十二月二十三日(月)癸亥(旧十一月二十一日) 晴れのち曇り

 今日は起きなければと気持ちを奮ひ起こし、午前中は机に向かひました。重たい本なので横になつては読めない、いや、持つことができないからなんですが、『安中宿本陣文書』の「茶汲女」の項目を読みました。茶汲女とは飯盛女(娼妓、遊女)のことです。執筆中の「中仙道を歩く」板鼻宿に関しての調べものです。板鼻宿には旅籠五十四軒、安中宿は十七軒で、圧倒的に板鼻宿のはうが多いのですが、旅籠に飯盛女を要求したその根は同じとみてよいと思ひますので、その要求内容を調べました。宿場の責任者でもある「年寄」がお上に提出した文書は、要するに、いろいろと理由をつけてゐますが、財政困難につき、飯盛女を置くことを許可してほしいといふ要求なんですね。旅人を引き込む手として求めたわけです。

 これは、第一級の史料の語ることです。そこからは、何か、変はらぬ人間の欲といふか、立場や利権を守るためにはなりふりかまはない性(さが)、業(ごう)とでもいつたものを感じてなりません。そもそも、誰かの犠牲のうへに成り立つた繁栄やら幸せつて何なんでせう! 一人でも不幸な人がこの世にゐるならば、自分は幸せにはならない、と言つた方は誰でしたでせうか?

 昼からは、例によつて横になり、今日から『寺子屋式 古文書手習い』を読み始めました。いやいや、初つ端からいい言葉ですよ。「網の目 正しからざれば 魚のがすこと おほし」。明治十五年出版の小学読本の言葉です。

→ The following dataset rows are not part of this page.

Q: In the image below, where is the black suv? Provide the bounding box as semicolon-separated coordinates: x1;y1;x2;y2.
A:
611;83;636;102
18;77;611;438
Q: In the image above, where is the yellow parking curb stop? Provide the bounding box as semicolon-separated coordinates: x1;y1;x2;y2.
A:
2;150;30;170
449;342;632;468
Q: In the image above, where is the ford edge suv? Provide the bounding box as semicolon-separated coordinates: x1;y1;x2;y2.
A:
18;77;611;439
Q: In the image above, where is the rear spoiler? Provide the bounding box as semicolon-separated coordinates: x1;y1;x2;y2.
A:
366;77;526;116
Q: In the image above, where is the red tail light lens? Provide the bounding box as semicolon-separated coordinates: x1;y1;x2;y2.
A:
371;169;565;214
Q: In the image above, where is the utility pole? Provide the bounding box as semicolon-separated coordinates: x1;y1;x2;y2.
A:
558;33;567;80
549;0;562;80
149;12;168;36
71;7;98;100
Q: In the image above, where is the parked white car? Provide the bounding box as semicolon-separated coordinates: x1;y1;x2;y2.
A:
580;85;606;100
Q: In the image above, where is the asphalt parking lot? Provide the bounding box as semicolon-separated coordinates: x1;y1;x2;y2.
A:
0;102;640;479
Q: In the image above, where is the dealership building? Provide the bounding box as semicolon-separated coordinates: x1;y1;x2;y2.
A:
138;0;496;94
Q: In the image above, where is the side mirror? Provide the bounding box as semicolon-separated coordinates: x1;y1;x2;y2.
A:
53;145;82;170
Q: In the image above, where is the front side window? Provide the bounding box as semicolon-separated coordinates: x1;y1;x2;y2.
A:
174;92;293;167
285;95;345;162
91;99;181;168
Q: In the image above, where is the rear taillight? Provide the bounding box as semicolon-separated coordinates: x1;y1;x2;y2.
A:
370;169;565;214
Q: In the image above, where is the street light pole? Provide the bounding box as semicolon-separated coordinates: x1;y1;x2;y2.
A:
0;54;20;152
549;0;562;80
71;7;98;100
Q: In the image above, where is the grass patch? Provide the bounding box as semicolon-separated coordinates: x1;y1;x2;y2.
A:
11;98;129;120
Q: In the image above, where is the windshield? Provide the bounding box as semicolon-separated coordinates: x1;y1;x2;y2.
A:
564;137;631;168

「水は方円の器に従ふ」といふ内容の言葉もありました。考へさせられますね。網の目を正しく丈夫に編んでこなかつた自分の人生を、どうなんだと指さされる思ひがいたしました。これにめげずに読み進んでいきたいと思ひます。

 ところで、けふは天皇誕生日なんですね。印象的だつたのは、ご自身の「一問一答」の中の言葉です。「天皇という立場にあることは孤独とも思えるものですが」、と美智子さんの存在の大きいことを感謝の気持ちを込めて語られてゐました。

 そもそも、天皇の存在を無視して日本の歴史を語ることはできません。先日など、『古文書入門叢書7 明治以前天皇文書の読み方・調べ方』なんぞの古本を手に入れて、わくわくしてゐるところなんです。けれども、それがどういふ存在として意味があつたのかといふことになれば、ぼくにも語ることが許されるかも知れません。もちろん、語れませんが、代弁者を用意しました。一人は坂口安吾です。その『續墮落論』に言ひ尽くされてゐます。もうひとつは、かの伊藤博文がベルツに漏らしたといふ言葉です(『ベルツの日記』)。おいたはしいといへば、不比等が天皇制をつくつたときからおいたはしく、かつ孤独な存在であることを宿命づけられてきたんですね。謎もまた多く秘められてゐると思ひます。

 

 今日の写真:武田信玄から三原衆あての朱印状。神保町秋の古本まつり。けふのお嬢、毎日同じやうに寝てゐます。